3. Search Framework and Data Structures
Source: AIMA 4th Ed., Chapter 3 (Section 3.3) Status: Complete
Overview
All search algorithms share a common framework: maintain a frontier of nodes to explore, expand the most promising node according to some evaluation function, and track which states have been reached to avoid redundant work. Understanding this framework makes every specific algorithm a special case.
The BEST-FIRST-SEARCH Framework
All algorithms in this chapter are instances of best-first search,
differing only in the evaluation function f(n).
function BEST-FIRST-SEARCH(problem, f) returns solution node or failure
node <- NODE(STATE=problem.INITIAL)
frontier <- priority queue ordered by f, with node as element
reached <- lookup table, key=problem.INITIAL, value=node
while not IS-EMPTY(frontier) do
node <- POP(frontier)
if problem.IS-GOAL(node.STATE) then return node
for each child in EXPAND(problem, node) do
s <- child.STATE
if s not in reached or child.PATH-COST < reached[s].PATH-COST then
reached[s] <- child
add child to frontier
return failure
The EXPAND function generates all children:
function EXPAND(problem, node) yields nodes
s <- node.STATE
for each action in problem.ACTIONS(s) do
s' <- problem.RESULT(s, action)
cost <- node.PATH-COST + problem.ACTION-COST(s, action, s')

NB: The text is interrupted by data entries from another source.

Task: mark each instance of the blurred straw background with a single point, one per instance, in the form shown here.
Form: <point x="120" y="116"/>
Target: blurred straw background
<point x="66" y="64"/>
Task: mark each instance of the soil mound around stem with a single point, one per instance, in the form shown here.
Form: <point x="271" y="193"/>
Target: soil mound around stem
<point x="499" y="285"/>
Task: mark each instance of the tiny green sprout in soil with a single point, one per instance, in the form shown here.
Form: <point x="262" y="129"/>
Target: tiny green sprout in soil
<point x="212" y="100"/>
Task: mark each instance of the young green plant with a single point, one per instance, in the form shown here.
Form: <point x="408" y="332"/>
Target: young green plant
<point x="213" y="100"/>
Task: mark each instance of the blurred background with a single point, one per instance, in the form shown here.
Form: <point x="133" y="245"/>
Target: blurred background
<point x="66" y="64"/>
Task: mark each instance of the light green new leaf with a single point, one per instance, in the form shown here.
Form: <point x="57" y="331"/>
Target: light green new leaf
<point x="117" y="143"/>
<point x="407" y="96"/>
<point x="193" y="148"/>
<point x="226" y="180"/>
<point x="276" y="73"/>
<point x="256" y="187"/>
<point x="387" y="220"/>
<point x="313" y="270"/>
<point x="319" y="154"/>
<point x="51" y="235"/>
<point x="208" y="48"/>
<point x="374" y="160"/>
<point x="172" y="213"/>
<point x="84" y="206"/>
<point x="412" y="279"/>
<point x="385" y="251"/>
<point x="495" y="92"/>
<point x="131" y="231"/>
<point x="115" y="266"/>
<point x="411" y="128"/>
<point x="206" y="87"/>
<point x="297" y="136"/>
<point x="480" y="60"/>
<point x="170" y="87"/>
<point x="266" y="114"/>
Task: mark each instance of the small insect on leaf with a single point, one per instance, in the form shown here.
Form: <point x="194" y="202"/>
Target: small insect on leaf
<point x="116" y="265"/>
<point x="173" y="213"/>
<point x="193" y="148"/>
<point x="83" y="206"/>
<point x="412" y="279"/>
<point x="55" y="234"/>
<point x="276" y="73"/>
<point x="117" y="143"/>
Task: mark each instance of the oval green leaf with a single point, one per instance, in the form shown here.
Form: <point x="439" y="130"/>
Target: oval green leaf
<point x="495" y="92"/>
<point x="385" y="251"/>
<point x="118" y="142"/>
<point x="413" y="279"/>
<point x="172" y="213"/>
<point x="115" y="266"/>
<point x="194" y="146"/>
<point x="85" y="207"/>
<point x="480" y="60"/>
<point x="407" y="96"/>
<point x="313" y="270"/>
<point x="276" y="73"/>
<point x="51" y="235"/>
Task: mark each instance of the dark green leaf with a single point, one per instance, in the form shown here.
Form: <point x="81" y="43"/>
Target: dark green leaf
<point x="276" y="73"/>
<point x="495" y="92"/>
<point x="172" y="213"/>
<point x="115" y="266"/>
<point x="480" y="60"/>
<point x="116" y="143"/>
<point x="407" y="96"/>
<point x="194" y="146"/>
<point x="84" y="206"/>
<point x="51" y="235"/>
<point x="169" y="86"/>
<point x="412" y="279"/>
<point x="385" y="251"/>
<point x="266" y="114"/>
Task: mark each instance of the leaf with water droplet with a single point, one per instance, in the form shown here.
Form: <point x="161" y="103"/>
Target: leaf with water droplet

yield NODE(STATE=s', PARENT=node, ACTION=action, PATH-COST=cost)
Node Data Structure
node.STATE -- world state this node represents
node.PARENT -- parent node (null for root)
node.ACTION -- action taken from parent to reach this node
node.PATH-COST -- g(n): cumulative cost from root to this node
Depth is not stored explicitly but can be computed:
depth(node) = depth(node.PARENT) + 1.
The path from root to a node is reconstructed by following PARENT pointers backward:
function PATH-ACTIONS(node) returns list of actions
if node.PARENT is null then return []
return PATH-ACTIONS(node.PARENT) + [node.ACTION]
The Frontier
The frontier (also called “open list”) holds nodes that have been generated but not yet expanded. Its data structure determines which node is popped next:
| Frontier Type | Pop Order | Used By |
|---|---|---|
| Priority queue (min-heap) | Minimum f(n) | Best-first, UCS, A* |
| FIFO queue | Oldest first (FIFO) | BFS |
| LIFO queue (stack) | Most recently added | DFS |
The Reached Table
The reached table (also called “closed list” or “explored set”) maps each visited state to the best node found for it so far. Its purpose:
- Avoid re-expansion: if we reach a state we have already fully explored, skip it.
- Detect better paths: if we find a cheaper path to an already-reached state, update and re-add to frontier.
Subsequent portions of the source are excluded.